What is my community when I’m just participating in other platforms? Am I a part of the Medium community? Most of my Medium readers come from Twitter. Is my community on Twitter? Facebook? Where is an “online community” when the users are spread across multiple platforms, occasionally meet in person, share various Slack channels, email one another, and even text sometimes?

For me the answer is something I wrote a long time ago:

Community Through Capitalism.

One of the strongest connections we have is where we spend our money. We bond over a shared love like the rabid Apple fanboys, or a shared hatred, like how everyone feels about Comcast. Commerce allows us to interact with real people. The aisles of the local market, the comments of Amazon, or the ratings of eBay are full of people communicating.

I sell shares in myself, so of course I love the emergent community that happens around a market.

Today I replaced the WordPress installation on K5M.today with a Shopify store. I am not a “blogger” anymore. I am a store.

This is a nearly default Shopify layout. It’s like the Kubrick of WordPress.
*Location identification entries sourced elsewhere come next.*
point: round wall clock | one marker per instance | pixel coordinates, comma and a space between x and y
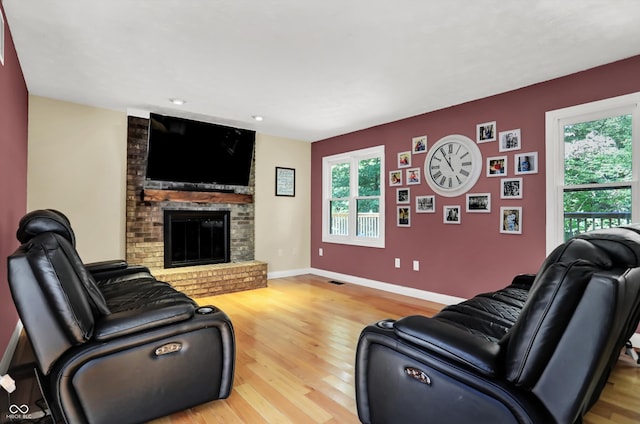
453, 165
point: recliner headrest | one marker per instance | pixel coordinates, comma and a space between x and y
44, 221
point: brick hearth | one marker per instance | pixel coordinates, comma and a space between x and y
145, 220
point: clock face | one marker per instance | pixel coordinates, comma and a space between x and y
453, 165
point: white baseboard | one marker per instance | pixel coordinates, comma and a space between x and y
392, 288
288, 273
11, 348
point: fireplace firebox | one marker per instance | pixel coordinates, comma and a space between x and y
196, 237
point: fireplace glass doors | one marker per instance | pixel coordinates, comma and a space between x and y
196, 237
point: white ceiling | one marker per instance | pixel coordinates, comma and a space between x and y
313, 69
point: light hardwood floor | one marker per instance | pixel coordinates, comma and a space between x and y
296, 344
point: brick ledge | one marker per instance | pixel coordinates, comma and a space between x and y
210, 280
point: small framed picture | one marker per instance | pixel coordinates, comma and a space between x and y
404, 216
403, 196
419, 144
404, 159
486, 132
497, 166
425, 204
395, 178
479, 202
451, 214
509, 140
413, 176
526, 163
285, 182
511, 188
511, 219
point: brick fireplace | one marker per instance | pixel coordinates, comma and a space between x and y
145, 227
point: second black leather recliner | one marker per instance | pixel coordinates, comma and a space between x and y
537, 351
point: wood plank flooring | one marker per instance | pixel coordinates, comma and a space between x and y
296, 344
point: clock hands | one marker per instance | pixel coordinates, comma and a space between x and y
446, 160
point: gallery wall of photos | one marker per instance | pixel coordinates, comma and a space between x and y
509, 169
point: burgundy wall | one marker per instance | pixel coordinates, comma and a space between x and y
466, 259
13, 172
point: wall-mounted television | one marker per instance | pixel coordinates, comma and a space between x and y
188, 152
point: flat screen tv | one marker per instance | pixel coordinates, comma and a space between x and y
185, 151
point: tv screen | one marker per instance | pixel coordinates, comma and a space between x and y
185, 151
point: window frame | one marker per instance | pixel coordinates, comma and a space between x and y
555, 122
353, 157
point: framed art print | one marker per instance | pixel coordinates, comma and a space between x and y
285, 182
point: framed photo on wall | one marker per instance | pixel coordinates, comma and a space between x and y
285, 182
403, 196
425, 204
419, 144
511, 188
479, 202
404, 216
395, 178
526, 163
486, 132
510, 140
511, 219
451, 214
413, 176
404, 159
497, 166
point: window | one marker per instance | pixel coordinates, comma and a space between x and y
592, 181
353, 198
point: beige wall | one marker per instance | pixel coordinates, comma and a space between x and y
77, 164
282, 223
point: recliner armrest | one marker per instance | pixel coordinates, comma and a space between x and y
127, 322
110, 265
450, 341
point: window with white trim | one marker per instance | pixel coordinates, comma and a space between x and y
592, 158
353, 197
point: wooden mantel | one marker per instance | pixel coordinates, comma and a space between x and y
153, 195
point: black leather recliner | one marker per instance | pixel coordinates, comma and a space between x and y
112, 343
537, 351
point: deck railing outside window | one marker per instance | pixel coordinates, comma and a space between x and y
368, 224
581, 222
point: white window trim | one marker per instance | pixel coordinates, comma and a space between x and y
555, 121
353, 157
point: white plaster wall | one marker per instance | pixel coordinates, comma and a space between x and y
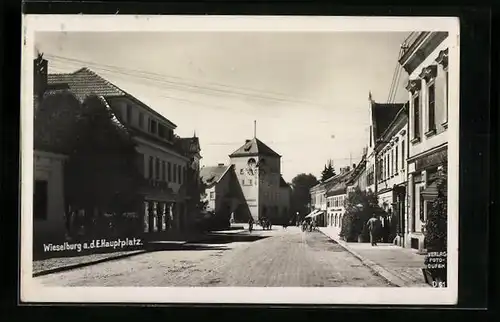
441, 137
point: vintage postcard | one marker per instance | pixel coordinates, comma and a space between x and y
239, 159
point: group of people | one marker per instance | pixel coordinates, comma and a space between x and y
265, 223
308, 225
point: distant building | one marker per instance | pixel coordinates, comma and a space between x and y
425, 59
358, 176
336, 196
258, 170
223, 194
161, 158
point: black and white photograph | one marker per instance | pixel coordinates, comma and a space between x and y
240, 159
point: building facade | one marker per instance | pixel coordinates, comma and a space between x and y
164, 191
391, 154
258, 171
222, 192
425, 59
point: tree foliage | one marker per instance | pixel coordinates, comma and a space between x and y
101, 171
360, 206
328, 172
300, 196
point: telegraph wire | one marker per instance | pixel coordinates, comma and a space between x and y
161, 77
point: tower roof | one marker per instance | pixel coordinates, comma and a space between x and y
254, 147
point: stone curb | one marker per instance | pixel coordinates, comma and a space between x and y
79, 265
387, 275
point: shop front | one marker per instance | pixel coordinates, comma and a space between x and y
423, 173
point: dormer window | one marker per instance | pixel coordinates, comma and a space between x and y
162, 131
153, 127
141, 120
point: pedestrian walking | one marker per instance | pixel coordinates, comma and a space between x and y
374, 228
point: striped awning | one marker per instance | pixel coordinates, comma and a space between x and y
431, 192
311, 214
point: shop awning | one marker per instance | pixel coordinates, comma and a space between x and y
431, 192
315, 214
318, 213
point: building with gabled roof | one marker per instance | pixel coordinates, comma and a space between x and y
164, 159
425, 59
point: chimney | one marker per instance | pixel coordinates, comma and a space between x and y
40, 76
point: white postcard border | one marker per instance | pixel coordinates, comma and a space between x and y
31, 291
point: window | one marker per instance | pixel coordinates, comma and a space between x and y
150, 168
396, 160
163, 171
153, 126
446, 96
416, 117
392, 162
129, 113
371, 136
157, 169
162, 131
40, 200
431, 105
140, 163
141, 120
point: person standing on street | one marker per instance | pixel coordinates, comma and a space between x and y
373, 227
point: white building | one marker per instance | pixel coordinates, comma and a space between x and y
258, 170
425, 59
391, 154
161, 158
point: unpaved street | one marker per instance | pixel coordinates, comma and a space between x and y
263, 258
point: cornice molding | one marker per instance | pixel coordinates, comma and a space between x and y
414, 85
442, 58
428, 72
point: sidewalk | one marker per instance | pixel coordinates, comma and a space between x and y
400, 266
174, 241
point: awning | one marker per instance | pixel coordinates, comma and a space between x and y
315, 214
318, 213
311, 214
431, 192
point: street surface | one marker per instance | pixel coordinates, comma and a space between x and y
280, 257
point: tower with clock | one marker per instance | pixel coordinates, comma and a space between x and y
258, 170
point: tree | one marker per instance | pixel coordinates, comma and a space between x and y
360, 206
328, 171
101, 171
301, 196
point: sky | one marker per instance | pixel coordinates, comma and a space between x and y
307, 91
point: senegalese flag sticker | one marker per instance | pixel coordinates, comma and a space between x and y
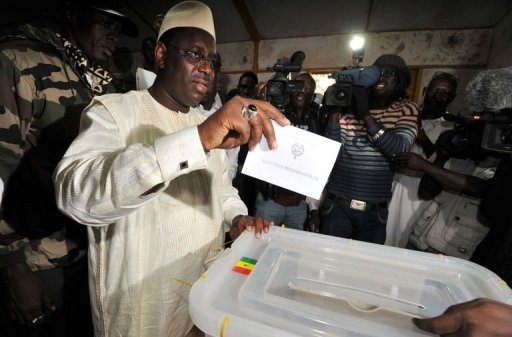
245, 265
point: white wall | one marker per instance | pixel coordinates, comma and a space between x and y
500, 54
462, 52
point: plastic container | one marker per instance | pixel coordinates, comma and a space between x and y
295, 283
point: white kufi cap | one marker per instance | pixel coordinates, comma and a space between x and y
193, 14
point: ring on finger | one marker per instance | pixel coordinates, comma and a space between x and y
37, 319
249, 111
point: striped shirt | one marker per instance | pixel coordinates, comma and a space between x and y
363, 170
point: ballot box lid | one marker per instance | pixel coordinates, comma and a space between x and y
294, 283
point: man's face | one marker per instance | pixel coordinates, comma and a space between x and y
97, 34
303, 99
246, 87
387, 84
187, 82
439, 94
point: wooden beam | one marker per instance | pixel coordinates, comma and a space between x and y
250, 26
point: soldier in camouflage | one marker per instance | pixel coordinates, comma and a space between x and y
46, 79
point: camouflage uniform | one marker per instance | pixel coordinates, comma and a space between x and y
42, 96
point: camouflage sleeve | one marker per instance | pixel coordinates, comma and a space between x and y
15, 118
I recently re-read the 95 theses of the Cluetrain Manifesto and in switching from a personal weblog to a personal store a few really stuck with me:

  • Markets are conversations.
  • Markets are getting smarter, more informed, more organized. Participation in a networked market changes people fundamentally.
  • Companies must share the concerns of their communities.
  • But first, they must belong to a community.
  • The community of discourse is the market.
  • Have you noticed that, in itself, money is kind of one-dimensional and boring? What else can we talk about?

My store is stocked with a few wonderful items that speak to the kind of people I want to hang out with. I sell a very weird conceptual vote-option. I sell a collection of MP3s of me saying financial terms. I sell a chocolate bar. The great thing about running your own store is that it’s a place to play with commerce. Or to be serious. It’s up to you, and it’s a reflection of your personality. But it’s not just about money. That’s boring. It’s about all the other stuff!

I am still wholly in love with the concept of internet community. But thankfully the idea of internet community has become redundant. My community moves freely between in-person and various platforms. That in-person connection is reinforced only by a store. I get to send you something! You pay me because you value what I’m sending you. We have a new kind of relationship. It’s more than just customer and shop because I am not trying to sell to everyone, I’m selling to specific kind of person. A person like you.

The blog is dead* so I’m building a store. Come by and buy something.

Is any business ever really “ready”? We just do the best we can with what we have…

*No it’s not. That’s just hyperbole.